StanChart paid Sh77.5 million despite receiving the largest sum of Sh1.6 billion.
DTB was fined Sh56 million or 34.5 per cent of the Sh162 million it received, with the lender having the largest disgorgement rate among the five institutions.
Co-op Bank paid the smallest fine of Sh20 million, representing 7.6 per cent of the Sh263 million NYS deposits it received.
In statement released on Thursday, the lawyers of the banks requested to cooperate and resolve the matters instead of prosecution.
“We considered the requests in line with the decision to prosecute and the need for the application of alternatives to prosecution and a decision to enter into Deferred Prosecution Agreements (DPAs) was accordingly reached,” reads a statement from the office of the Director of Public Prosecutions.

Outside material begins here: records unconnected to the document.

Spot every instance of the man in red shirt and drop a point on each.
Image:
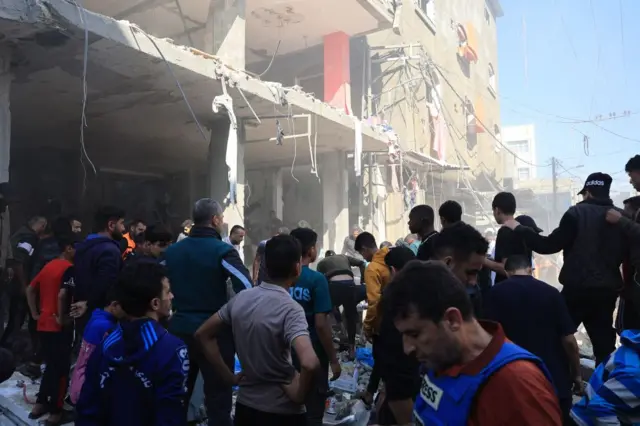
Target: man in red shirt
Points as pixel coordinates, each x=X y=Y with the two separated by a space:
x=475 y=376
x=55 y=337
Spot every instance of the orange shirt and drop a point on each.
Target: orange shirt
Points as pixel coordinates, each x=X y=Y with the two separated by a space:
x=517 y=394
x=47 y=283
x=131 y=245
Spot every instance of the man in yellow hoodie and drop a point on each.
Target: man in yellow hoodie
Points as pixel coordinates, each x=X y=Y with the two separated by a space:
x=376 y=277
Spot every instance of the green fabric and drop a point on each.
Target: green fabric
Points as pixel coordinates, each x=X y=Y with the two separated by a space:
x=198 y=281
x=311 y=291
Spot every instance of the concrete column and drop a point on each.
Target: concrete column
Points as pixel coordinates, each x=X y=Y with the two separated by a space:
x=5 y=143
x=5 y=112
x=218 y=172
x=225 y=33
x=335 y=200
x=276 y=194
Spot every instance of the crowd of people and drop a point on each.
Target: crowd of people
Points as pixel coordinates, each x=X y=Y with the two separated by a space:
x=125 y=320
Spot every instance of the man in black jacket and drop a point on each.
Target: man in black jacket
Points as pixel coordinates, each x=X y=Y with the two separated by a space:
x=593 y=251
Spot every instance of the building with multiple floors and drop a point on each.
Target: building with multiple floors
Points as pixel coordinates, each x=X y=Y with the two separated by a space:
x=335 y=112
x=521 y=140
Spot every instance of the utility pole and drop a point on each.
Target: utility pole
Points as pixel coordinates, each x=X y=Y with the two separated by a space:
x=554 y=182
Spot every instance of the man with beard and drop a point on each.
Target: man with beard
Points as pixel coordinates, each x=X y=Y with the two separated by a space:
x=475 y=376
x=463 y=249
x=421 y=222
x=19 y=267
x=137 y=375
x=97 y=265
x=199 y=267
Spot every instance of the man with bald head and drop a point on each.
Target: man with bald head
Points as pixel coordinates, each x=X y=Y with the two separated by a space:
x=199 y=267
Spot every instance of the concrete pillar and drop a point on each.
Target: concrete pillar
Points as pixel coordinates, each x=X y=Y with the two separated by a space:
x=5 y=112
x=335 y=199
x=225 y=33
x=5 y=144
x=276 y=201
x=218 y=172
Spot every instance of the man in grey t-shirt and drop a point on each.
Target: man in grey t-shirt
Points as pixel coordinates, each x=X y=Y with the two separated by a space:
x=266 y=323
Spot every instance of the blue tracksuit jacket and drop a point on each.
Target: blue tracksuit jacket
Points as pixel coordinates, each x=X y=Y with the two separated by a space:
x=136 y=377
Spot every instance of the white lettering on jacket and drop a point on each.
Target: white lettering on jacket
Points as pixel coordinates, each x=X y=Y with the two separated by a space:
x=431 y=393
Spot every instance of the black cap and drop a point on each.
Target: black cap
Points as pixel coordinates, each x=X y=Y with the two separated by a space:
x=528 y=221
x=598 y=184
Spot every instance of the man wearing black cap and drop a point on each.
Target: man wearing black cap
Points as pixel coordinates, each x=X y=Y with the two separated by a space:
x=593 y=251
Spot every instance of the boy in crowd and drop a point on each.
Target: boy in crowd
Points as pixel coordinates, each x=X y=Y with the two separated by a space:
x=267 y=324
x=150 y=246
x=399 y=372
x=535 y=317
x=101 y=323
x=138 y=375
x=55 y=339
x=311 y=290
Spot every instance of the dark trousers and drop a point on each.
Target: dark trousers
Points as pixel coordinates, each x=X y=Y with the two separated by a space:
x=316 y=399
x=246 y=416
x=217 y=394
x=374 y=379
x=594 y=308
x=343 y=293
x=56 y=353
x=18 y=313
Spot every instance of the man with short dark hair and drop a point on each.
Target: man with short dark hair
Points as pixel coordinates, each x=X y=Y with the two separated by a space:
x=150 y=247
x=474 y=375
x=421 y=222
x=376 y=278
x=138 y=375
x=398 y=371
x=337 y=270
x=508 y=243
x=311 y=290
x=128 y=242
x=267 y=325
x=450 y=213
x=259 y=268
x=463 y=249
x=593 y=251
x=199 y=267
x=534 y=316
x=235 y=238
x=23 y=244
x=98 y=262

According to the statement, various DPAs between the ODPP and each of the banks were entered upon the payment of a total sum of Sh385,000,000 by the five banks as penalties for their respective violation of the various provisions of the Proceeds of Crime and Anti-money Laundering Act (POCAMLA).
According to the public prosecution directorate, earlier target investigations by the Central Bank of Kenya revealed that apart from administrative lapses in the internal anti-money laundering controls by some of the banks, there was possible criminal culpability for violation of the provisions on the POCAMLA.

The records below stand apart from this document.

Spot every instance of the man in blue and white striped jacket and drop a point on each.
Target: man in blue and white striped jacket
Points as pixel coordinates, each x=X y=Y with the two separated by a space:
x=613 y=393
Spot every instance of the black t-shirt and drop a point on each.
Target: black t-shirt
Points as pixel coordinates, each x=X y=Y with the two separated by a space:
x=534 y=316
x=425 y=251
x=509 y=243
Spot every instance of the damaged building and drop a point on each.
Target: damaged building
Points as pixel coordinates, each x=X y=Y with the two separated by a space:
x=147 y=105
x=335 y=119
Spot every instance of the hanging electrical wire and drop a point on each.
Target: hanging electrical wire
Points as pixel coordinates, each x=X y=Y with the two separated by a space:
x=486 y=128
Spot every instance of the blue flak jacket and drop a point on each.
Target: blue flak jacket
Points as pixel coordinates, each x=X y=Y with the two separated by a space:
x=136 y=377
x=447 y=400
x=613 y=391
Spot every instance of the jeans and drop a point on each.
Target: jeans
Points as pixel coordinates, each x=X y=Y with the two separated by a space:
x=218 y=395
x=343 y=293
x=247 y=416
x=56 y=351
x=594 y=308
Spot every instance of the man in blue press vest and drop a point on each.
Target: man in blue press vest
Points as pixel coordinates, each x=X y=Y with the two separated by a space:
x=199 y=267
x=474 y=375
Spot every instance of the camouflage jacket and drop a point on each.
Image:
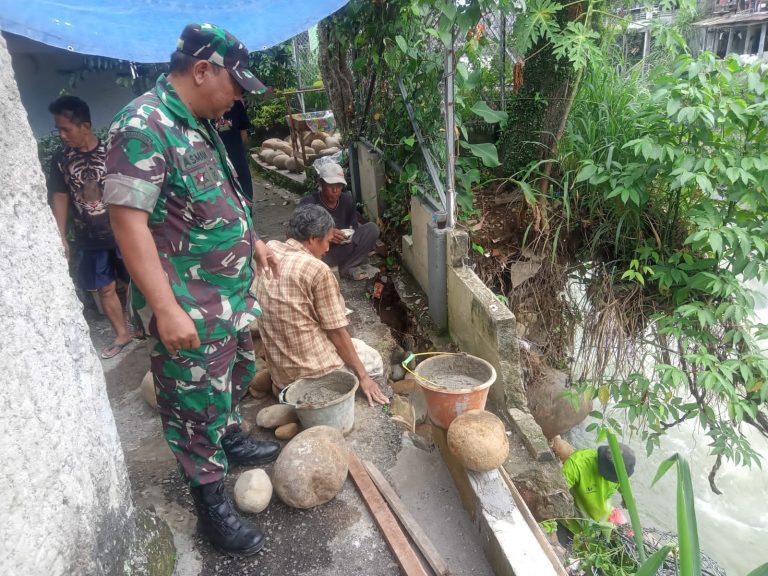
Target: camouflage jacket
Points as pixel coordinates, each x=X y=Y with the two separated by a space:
x=163 y=160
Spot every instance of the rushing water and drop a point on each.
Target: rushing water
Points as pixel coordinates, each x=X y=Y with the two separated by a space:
x=733 y=527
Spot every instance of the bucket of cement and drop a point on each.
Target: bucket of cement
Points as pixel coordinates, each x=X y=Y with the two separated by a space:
x=453 y=384
x=325 y=401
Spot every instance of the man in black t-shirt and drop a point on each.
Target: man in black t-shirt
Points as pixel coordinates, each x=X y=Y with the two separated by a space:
x=76 y=184
x=346 y=251
x=233 y=131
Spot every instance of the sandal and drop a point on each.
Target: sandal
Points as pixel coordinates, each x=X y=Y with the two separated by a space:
x=113 y=350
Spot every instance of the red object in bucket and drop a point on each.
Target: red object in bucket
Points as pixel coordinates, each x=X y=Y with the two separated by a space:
x=444 y=404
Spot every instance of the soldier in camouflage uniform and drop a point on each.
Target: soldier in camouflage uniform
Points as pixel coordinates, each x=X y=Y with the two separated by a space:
x=186 y=234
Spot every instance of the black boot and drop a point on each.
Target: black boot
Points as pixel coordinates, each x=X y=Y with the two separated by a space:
x=245 y=451
x=219 y=522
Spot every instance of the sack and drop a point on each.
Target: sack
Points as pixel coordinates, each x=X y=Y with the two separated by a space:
x=370 y=358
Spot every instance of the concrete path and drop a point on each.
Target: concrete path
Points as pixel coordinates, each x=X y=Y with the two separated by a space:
x=339 y=538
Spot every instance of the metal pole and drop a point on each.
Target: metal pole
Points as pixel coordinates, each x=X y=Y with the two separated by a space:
x=431 y=167
x=450 y=126
x=298 y=72
x=502 y=79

"Subsequently, the Director of Criminal Investigations (DCI) conducted investigations concerning criminal culpability and forwarded the investigation files relating to the aforementioned commercial banks to my office," said the prosecutor.
The DCI based on the investigations made recommendations through the investigation files that charges be preferred against the banks and bank officials for violating several provisions of the POCAMLA.
The ODPP’s independent perusal of the files revealed that there was sufficient evidence against the said banks and officials for violation of the various provisions of the POCAMLA .
The provisions violated include failure to maintain effective programmes against money laundering; and failure to conduct sufficient due diligence on some of their account holders.
The Agreement announced on Thursday is normally entered into according to Articles 157, 159 of the Constitution and the Diversion Policy, 2019 all of which allow the ODPP to defer prosecution of a particular corporate entity for a set period.
The five banks committed to review and implement several corrective measures such as Know Your Customer (KYC) compliance status and ensure proper supporting documentation for customer transactions.
They also committed to enhancing existing Anti-Money Laundering and Combating the Financing of Terrorism monitoring systems to enable real-time monitoring of digital transactions, take disciplinary action against their staff involved in violating POCAMLA provisions and report to the ODPP on action taken against the staff.
Other commitments include conducting extensive Anti-Money Laundering training for all staff and their Board of Directors and undertaking remedial measures designed to enhance monitoring, on an ongoing basis, of all complex, unusual, suspicious or large transactions undertaken by customers.